Like TikTok's early days, BeReal appeals to women more than men, with a 58% to 42% ratio.
Where have the followers gone?
Sure, 2021 was a good year for the platform, but BeReal is losing followers. Pitched as a haven for authenticity trailblazers Gen Z, the app seems to have lost its appeal quickly, with monotony touted by some for the lack of intrigue it holds.
Followers have quickly grown bored of seeing the same messy apartment, laptop screen, or limp salad for lunch, and the spell broke. The statistics tell the tale.
In October 2022, BeReal downloads reached an average of 15.2 million worldwide, seemingly enjoying success. But downloads for February 2023 have decreased to 4.2 million, according to Apptopia data.

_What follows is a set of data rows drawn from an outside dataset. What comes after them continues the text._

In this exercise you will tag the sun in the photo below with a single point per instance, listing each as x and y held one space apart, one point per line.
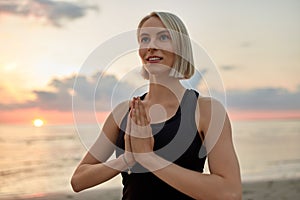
38 122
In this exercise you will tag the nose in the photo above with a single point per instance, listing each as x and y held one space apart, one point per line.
151 46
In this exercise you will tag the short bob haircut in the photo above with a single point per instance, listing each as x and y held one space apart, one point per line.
183 67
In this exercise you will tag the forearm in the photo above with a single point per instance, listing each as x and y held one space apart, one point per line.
89 175
192 183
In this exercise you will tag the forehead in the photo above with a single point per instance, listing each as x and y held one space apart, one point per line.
153 22
152 25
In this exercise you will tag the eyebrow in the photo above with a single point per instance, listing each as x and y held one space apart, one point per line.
156 33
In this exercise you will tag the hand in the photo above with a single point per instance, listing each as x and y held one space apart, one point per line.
128 151
141 138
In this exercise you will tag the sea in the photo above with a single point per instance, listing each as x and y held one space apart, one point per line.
42 160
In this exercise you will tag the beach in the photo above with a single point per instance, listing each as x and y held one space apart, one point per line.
259 190
37 163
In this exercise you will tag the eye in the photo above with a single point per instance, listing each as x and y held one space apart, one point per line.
145 39
164 37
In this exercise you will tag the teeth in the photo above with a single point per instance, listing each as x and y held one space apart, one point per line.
154 58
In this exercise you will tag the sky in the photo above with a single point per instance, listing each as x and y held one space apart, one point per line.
47 47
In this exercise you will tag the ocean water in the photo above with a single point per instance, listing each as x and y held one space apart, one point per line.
34 161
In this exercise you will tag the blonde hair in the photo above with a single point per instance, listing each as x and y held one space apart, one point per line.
183 67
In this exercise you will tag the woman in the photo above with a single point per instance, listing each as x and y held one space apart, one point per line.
164 136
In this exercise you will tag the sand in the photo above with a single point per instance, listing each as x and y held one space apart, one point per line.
262 190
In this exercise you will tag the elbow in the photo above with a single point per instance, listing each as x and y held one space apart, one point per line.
75 185
232 195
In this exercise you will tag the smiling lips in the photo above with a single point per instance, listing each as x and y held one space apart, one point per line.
154 59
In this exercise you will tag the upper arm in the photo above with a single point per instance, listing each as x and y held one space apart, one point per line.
215 124
105 144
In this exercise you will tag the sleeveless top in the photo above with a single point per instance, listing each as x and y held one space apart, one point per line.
176 140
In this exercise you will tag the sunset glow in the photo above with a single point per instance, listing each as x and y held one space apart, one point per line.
38 122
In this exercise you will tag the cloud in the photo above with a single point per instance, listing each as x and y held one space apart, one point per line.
228 67
53 11
90 92
271 99
102 92
245 44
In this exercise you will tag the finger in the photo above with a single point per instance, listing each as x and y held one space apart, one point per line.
128 124
138 113
142 113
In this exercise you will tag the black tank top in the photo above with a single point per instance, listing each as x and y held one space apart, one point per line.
176 140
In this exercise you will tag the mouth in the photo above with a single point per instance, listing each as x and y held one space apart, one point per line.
154 59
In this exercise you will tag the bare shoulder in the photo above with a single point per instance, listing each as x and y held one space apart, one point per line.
118 113
210 110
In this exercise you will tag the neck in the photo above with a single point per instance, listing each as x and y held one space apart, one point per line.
164 88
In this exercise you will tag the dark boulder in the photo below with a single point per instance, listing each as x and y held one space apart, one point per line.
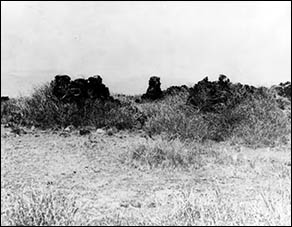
60 85
174 90
154 91
4 98
283 89
80 90
96 89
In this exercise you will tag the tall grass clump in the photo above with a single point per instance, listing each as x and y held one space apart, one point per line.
262 122
41 209
44 110
254 120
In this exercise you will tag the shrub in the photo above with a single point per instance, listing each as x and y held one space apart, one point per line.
42 209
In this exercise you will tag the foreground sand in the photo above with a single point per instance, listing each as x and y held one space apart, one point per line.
230 184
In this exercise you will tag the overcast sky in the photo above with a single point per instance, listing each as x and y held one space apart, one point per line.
127 42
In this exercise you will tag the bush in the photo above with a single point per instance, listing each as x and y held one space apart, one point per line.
256 120
41 209
44 110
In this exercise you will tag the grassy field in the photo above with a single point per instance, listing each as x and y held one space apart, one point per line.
178 168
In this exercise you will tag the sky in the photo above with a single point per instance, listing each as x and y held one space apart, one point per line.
127 42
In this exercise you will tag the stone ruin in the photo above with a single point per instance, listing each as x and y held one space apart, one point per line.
79 90
4 98
216 96
153 91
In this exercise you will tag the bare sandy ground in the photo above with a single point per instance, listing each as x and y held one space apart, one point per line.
96 170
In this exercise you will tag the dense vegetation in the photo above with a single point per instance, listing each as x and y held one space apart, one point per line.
256 120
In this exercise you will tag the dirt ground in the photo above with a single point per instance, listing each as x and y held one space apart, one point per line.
95 170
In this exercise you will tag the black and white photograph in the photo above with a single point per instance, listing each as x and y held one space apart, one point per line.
145 113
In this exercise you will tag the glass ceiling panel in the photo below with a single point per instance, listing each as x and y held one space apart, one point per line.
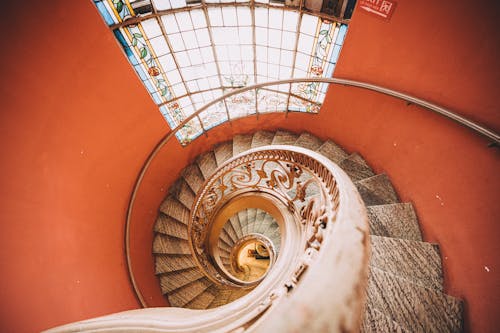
188 53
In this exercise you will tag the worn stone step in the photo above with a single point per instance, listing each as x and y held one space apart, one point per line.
413 307
173 208
223 152
170 226
332 151
284 138
377 190
262 138
202 301
241 143
164 244
415 261
185 294
182 192
394 220
165 263
356 167
193 177
374 321
175 280
309 141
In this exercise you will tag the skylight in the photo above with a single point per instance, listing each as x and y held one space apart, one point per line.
190 53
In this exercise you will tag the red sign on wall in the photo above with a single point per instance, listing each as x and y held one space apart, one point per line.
379 8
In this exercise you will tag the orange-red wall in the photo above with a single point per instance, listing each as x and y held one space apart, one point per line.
73 146
75 126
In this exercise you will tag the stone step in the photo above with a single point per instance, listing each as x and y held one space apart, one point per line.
175 280
202 301
207 164
173 208
193 177
223 152
309 141
262 138
169 226
241 142
374 321
356 167
182 192
164 244
394 220
332 151
415 261
185 294
413 307
284 138
377 190
165 263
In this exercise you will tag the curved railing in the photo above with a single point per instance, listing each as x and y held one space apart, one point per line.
495 137
327 248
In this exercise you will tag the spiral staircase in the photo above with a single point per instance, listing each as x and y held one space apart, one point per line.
405 285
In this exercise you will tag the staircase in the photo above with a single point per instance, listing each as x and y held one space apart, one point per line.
405 287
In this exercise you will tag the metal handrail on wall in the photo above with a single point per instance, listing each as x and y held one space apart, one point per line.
490 134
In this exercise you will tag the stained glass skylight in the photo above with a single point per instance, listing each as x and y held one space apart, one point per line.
188 53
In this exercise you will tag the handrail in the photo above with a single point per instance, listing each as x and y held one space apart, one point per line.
364 85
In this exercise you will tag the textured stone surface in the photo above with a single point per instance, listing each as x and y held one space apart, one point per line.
332 151
284 138
356 167
207 164
174 280
192 175
413 307
394 220
309 141
173 208
171 263
183 295
169 226
170 245
415 261
262 138
223 152
375 321
241 143
377 190
183 193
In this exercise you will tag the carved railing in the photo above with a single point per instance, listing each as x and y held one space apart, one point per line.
323 264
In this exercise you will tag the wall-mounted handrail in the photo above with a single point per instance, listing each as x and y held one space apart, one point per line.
490 134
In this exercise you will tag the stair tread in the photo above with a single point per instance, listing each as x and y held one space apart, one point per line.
413 307
165 263
241 143
332 151
394 220
309 141
175 209
262 138
223 152
415 261
376 190
170 226
284 138
182 192
170 245
193 177
177 279
375 321
356 167
185 294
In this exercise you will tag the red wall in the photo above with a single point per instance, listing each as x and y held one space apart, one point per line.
75 127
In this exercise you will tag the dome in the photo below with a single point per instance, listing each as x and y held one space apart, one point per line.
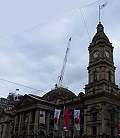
58 93
100 35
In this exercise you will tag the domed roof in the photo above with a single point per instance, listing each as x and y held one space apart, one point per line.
58 93
100 35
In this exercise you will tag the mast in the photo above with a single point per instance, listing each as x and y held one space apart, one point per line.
60 78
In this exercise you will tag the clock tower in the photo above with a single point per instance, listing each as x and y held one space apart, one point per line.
101 69
102 97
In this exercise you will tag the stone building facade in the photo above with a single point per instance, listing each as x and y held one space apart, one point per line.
99 105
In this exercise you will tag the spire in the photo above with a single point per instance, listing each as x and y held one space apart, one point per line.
100 28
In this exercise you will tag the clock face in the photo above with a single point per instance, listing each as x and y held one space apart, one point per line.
107 54
95 55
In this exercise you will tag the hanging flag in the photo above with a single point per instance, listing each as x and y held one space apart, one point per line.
66 118
103 5
56 118
77 119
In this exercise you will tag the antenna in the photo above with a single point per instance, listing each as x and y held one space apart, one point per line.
60 78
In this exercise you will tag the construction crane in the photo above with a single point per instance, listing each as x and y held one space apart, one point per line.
60 78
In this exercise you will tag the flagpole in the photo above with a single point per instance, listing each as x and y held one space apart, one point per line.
73 118
99 14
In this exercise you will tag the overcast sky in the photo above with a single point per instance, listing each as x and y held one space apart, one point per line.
34 36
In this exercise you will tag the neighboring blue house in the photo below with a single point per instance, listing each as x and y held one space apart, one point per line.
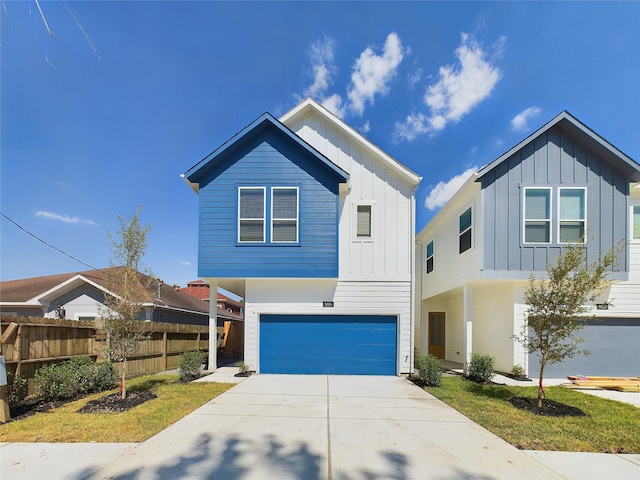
314 227
562 184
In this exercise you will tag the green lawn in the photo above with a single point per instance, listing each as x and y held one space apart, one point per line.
65 424
611 427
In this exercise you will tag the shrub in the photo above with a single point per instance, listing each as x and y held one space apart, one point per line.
76 376
429 370
481 367
190 365
517 371
17 388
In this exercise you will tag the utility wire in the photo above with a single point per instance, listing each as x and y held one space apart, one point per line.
46 243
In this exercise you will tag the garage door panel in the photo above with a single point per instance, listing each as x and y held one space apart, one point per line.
321 344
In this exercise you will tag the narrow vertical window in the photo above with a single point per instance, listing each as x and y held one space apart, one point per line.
429 254
284 214
465 230
572 215
537 215
364 221
251 214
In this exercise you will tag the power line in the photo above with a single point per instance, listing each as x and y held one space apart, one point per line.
47 243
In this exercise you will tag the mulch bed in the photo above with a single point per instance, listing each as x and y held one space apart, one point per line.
114 404
549 408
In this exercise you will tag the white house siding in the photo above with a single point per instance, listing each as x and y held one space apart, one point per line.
387 255
301 296
451 268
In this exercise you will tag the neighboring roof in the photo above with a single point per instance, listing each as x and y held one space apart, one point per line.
309 105
35 291
574 127
265 120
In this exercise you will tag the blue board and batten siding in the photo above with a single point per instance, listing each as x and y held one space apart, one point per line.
268 158
554 159
328 344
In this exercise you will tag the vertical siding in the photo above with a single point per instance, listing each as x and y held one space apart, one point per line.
554 159
388 254
269 159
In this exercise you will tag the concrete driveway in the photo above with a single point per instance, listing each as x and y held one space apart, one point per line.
324 427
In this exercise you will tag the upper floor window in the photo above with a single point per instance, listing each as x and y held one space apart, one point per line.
572 215
251 214
465 230
284 217
363 221
429 255
537 215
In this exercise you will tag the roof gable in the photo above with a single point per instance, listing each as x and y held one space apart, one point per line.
309 105
573 127
264 121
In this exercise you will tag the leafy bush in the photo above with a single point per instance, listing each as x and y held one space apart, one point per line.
76 376
190 365
17 388
429 370
517 371
481 367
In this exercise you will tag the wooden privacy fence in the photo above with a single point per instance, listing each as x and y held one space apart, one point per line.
28 343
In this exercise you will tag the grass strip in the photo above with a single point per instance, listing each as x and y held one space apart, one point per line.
609 427
65 424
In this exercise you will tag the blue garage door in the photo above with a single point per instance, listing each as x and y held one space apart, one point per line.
328 344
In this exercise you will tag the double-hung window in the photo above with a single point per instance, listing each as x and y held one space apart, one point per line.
465 230
284 214
429 254
537 215
251 214
571 215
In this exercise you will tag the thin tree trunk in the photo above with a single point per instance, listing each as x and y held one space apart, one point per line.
123 385
541 394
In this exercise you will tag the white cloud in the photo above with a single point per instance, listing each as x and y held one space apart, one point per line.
443 191
372 73
521 121
64 218
334 105
322 67
459 89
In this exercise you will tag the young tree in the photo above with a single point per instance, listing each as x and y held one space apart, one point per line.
121 316
556 306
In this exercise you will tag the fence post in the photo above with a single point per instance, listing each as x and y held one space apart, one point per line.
165 363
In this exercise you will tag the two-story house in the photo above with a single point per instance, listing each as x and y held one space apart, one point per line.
314 226
563 184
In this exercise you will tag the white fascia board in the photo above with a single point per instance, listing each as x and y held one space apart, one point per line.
444 210
409 175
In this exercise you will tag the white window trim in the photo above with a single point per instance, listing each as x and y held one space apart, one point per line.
297 219
560 220
433 255
264 215
355 237
471 227
631 226
524 215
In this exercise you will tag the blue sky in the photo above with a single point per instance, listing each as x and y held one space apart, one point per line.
443 87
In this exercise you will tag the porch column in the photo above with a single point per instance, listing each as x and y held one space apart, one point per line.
467 333
213 324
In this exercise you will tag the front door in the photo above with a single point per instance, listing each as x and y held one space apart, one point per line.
436 334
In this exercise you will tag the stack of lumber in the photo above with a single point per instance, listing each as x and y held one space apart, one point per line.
621 384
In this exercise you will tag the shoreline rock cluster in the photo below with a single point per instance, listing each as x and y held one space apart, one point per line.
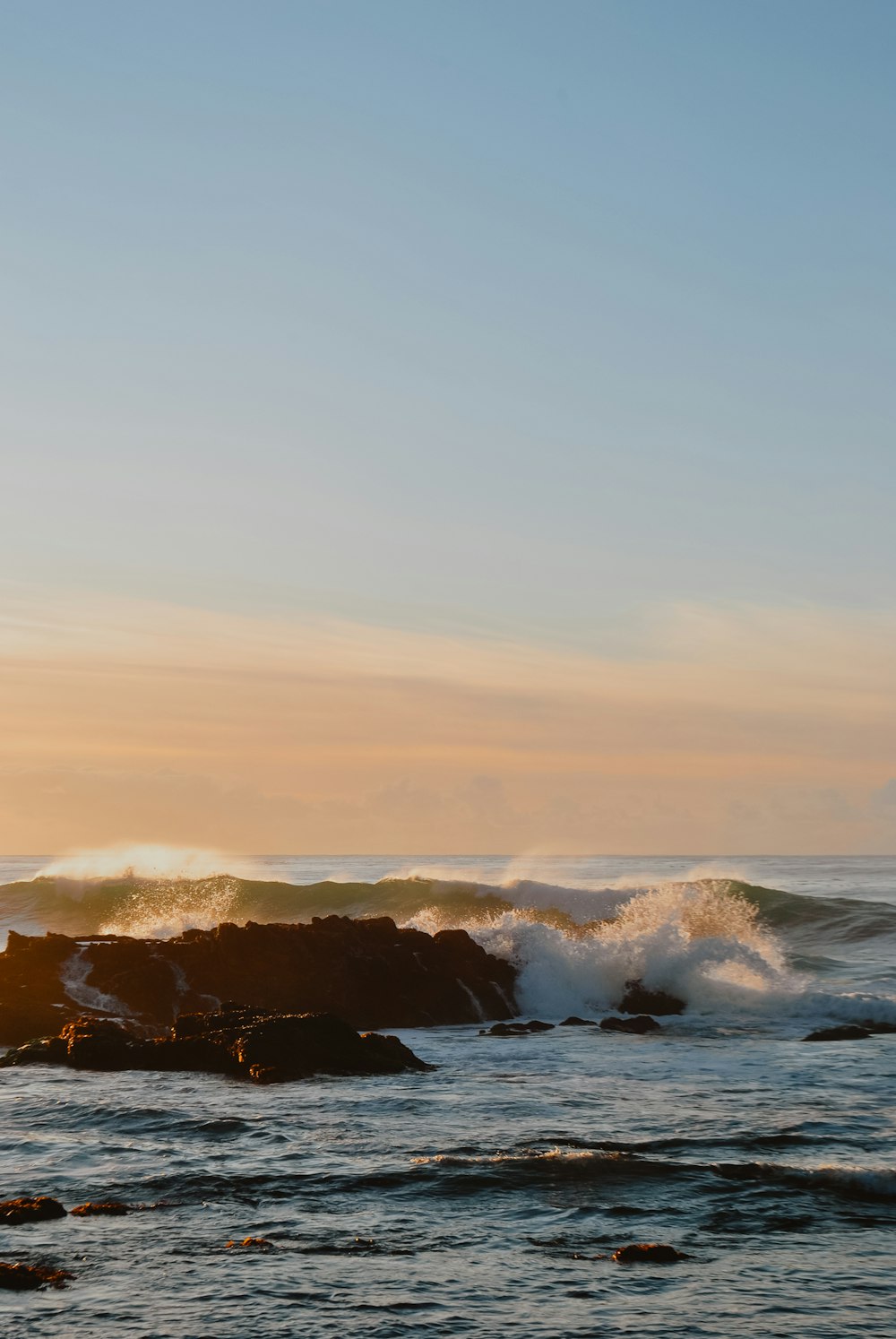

Active daily users have also dwindled, decreasing by nearly 52% from around 14.7 million in October to 7.7 million in February.
BeReal and education marketing
When I downloaded BeReal. I was surprised to find that 17 of my contacts have profiles. Nice!
However, none were actively using the platform to upload their daily lives. To see what this app was about, I had to go into Discovery mode and quickly realized the limiting capacity of the app.
It was pictures of strangers and what they were doing, unfiltered, as promised. The authenticity was there, but I found the browsing tedious and grew bored quickly.
BeReal doesn’t offer paid ads. The content was not interactive, enticing, or engaging. Due to the lack of connection, it’s fair to say that this is not the place to engage with prospective students.
Brands with a solid social media presence across other platforms seem to be the only ones using BeReal as a creative platform for marketing purposes. For emerging brands though, BeReal is unlikely to drive sales unless there are extensive changes to the app.
What we think
It’s too early to write off the app completely. With the new Spotify feature allowing users to share what they are listening to along with their posts, BeReal may have a few interactive cards up their sleeves, allowing them to compete against other social media platforms.
The unfortunate trend surrounding Meta giants Facebook and Instagram “lending” ideas from other platforms can eradicate the need for followers to try alternatives. Although we love spending time scrolling, having multiple features on one app is convenient and frankly addictive.
The decline in Gen Z followers proves authenticity is rare – while the idea behind the BeReal is inspirational, it must attract more users and retain current ones. It seems to be failing at both.
BeReal doesn’t seem addictive and won’t keep me entertained for hours. But with the controversy surrounding how much time we spend on our devices, isn’t that the point?